La vecchia segnalazione
Nei viaggi ufficiali come nella vita di tutti i giorni, nelle cerimonie ma anche durante le vacanze, Gabriele era sempre accanto al Pontefice. E proprio questa sua vicinanza può averlo trasformato in una fonte preziosa per chi - anche soltanto per riempire le cronache giornalistiche - aveva necessità di carpire un dettaglio inedito, una curiosità sulle abitudini private di Benedetto XVI. O forse qualcosa di più, come le indiscrezioni su quanto accadeva tra le alte gerarchie ecclesiastiche, retroscena sugli scontri che si sono consumati in questi mesi, informazioni anche di carattere personale su alcuni prelati. Circa sei mesi fa qualcuno aveva segnalato la eccessiva familiarità di Gabriele con persone esterne alla Chiesa. Ma in quel momento il maggiordomo godeva ancora della massima fiducia e le voci sul suo conto furono presto messe a tacere, addirittura allontanando colui che si era permesso di sospettare sulla sua assoluta fedeltà.
Quando è cominciata la pubblicazione di lettere e documenti su giornali e tv, i sospetti si sono così concentrati sulla Segreteria di Stato. L'ipotesi più accreditata assicurava che proprio da quelle stanze fossero cominciate le «fughe». I controlli, le intercettazioni i pedinamenti si sono concentrati su alcuni funzionari che rimangono sotto osservazione ma nei confronti dei quali non è stata ancora trovata una vera prova. La vera svolta è arrivata quando è stato pubblicato «Sua Santità», il libro di Gianluigi Nuzzi. E si è scoperto che alcune lettere ottenute dal giornalista non erano mai uscite dall'appartamento papale. Dunque, proprio lì bisognava cercare. Nella iniziale rosa dei sospettati sono finiti tutti, comprese le quattro Memores Domini di Comunione e Liberazione che vivono con Benedetto XVI. Ma poi è arrivata l'indicazione giusta, qualcuno parla di una «soffiata» decisiva.
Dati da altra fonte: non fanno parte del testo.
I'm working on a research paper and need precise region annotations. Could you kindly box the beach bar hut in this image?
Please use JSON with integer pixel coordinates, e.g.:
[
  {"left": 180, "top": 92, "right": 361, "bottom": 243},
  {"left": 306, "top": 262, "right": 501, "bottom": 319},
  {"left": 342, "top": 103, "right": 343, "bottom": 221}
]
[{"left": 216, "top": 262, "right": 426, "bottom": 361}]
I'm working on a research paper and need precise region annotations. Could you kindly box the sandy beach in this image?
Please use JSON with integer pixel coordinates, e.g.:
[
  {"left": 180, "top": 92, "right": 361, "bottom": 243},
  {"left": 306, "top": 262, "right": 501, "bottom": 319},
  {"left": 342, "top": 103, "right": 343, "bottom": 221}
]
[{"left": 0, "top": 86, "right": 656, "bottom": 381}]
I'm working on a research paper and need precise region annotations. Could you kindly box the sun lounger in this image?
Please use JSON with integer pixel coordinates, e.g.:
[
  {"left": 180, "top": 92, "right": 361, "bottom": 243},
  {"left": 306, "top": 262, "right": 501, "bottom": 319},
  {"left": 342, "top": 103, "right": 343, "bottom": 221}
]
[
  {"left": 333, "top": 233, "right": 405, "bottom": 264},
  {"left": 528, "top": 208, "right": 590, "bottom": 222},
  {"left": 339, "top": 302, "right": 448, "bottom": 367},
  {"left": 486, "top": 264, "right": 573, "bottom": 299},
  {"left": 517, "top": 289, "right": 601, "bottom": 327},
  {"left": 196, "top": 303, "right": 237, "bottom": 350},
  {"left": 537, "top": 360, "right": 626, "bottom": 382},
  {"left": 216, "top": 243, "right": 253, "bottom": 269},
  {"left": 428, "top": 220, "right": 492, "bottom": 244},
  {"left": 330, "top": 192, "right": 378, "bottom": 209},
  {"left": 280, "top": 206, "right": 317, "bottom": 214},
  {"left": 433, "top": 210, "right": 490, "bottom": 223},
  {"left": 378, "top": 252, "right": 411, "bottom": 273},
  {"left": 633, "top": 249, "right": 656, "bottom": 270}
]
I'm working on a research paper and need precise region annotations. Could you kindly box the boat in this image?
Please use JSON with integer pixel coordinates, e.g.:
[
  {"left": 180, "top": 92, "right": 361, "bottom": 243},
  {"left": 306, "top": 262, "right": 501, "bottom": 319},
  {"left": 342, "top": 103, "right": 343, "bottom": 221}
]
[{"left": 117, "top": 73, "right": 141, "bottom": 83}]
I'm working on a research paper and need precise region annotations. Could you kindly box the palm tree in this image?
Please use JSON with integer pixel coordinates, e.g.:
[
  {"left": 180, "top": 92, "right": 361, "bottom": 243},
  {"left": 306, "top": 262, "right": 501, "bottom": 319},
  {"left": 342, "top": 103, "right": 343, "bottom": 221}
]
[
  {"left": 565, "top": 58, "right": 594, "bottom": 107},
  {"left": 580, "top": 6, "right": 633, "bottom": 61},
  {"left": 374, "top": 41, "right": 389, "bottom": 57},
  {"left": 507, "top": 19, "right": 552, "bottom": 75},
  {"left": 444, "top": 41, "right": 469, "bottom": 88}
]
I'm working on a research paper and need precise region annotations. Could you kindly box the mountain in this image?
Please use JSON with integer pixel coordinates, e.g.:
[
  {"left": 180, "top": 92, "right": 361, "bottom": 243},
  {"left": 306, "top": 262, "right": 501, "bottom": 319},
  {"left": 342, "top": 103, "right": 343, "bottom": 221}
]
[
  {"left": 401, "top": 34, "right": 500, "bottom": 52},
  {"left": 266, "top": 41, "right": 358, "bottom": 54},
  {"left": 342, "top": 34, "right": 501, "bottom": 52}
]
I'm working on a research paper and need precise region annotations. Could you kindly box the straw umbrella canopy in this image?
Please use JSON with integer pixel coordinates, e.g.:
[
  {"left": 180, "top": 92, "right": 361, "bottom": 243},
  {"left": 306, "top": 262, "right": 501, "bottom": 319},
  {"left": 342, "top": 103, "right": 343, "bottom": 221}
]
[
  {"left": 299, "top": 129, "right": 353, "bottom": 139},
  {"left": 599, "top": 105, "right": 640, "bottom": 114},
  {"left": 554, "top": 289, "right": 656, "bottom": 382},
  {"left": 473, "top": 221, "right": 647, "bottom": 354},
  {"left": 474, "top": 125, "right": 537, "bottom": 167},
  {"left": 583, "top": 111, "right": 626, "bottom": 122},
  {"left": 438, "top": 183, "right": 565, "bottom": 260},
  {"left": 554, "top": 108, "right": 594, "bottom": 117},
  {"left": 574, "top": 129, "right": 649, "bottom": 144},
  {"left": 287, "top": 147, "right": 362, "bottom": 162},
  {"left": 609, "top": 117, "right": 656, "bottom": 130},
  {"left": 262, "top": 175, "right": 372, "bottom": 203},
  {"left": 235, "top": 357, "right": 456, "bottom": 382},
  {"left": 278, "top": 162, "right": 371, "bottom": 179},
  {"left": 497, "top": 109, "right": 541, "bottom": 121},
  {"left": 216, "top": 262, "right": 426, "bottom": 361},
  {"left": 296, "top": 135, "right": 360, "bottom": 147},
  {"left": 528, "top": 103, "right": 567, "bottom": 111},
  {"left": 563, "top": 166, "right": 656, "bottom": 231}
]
E l'attenzione si è concentrata su Gabriele.
Gli altri complici
La scelta di contestargli soltanto il furto e non l'attentato alla sicurezza del Pontefice fa ben comprendere come il maggiordomo sia ritenuto - almeno fino a questo momento - soltanto un esecutore di ordini. Pedina di un gioco più grande che i suoi avvocati assicurano sia disposto a svelare. Mentre c'è chi dice che abbia già cominciato a farlo. In queste ore si è parlato addirittura di una ventina di persone che avrebbero maneggiato e veicolato documenti segreti. In realtà l'indagine si concentra su quattro, cinque persone interne alla Santa Sede con ruoli e mansioni diverse.
Dieci giorni fa con un comunicato pubblicato sull' Osservatore Romano , la Santa Sede ha annunciato la presentazione di una denuncia per «sottrazione e pubblicazione di documenti che rappresenta una violazione dei diritti personali di riservatezza e di corrispondenza di Benedetto XVI, dei suoi collaboratori e dei mittenti di messaggi e fax a lui diretti». Un'iniziativa che avrebbe dovuto coinvolgere le autorità italiane attraverso il ministero della Giustizia, ma che al momento non risulta ancora intrapresa. La scelta sarebbe quella di attendere l'esito dell'indagine svolta dalla Gendarmeria in modo da poter segnalare l'elenco di tutti i cittadini italiani che si ritiene siano coinvolti nella vicenda e che dovrebbero essere eventualmente indagati dalla Procura di Roma. Non solo chi ha pubblicato le carte segrete, ma anche coloro che si sono adoperati per farle uscire oppure hanno accettato il ruolo di mediatori per le consegne. Anelli di quella catena che non appare affatto spezzata.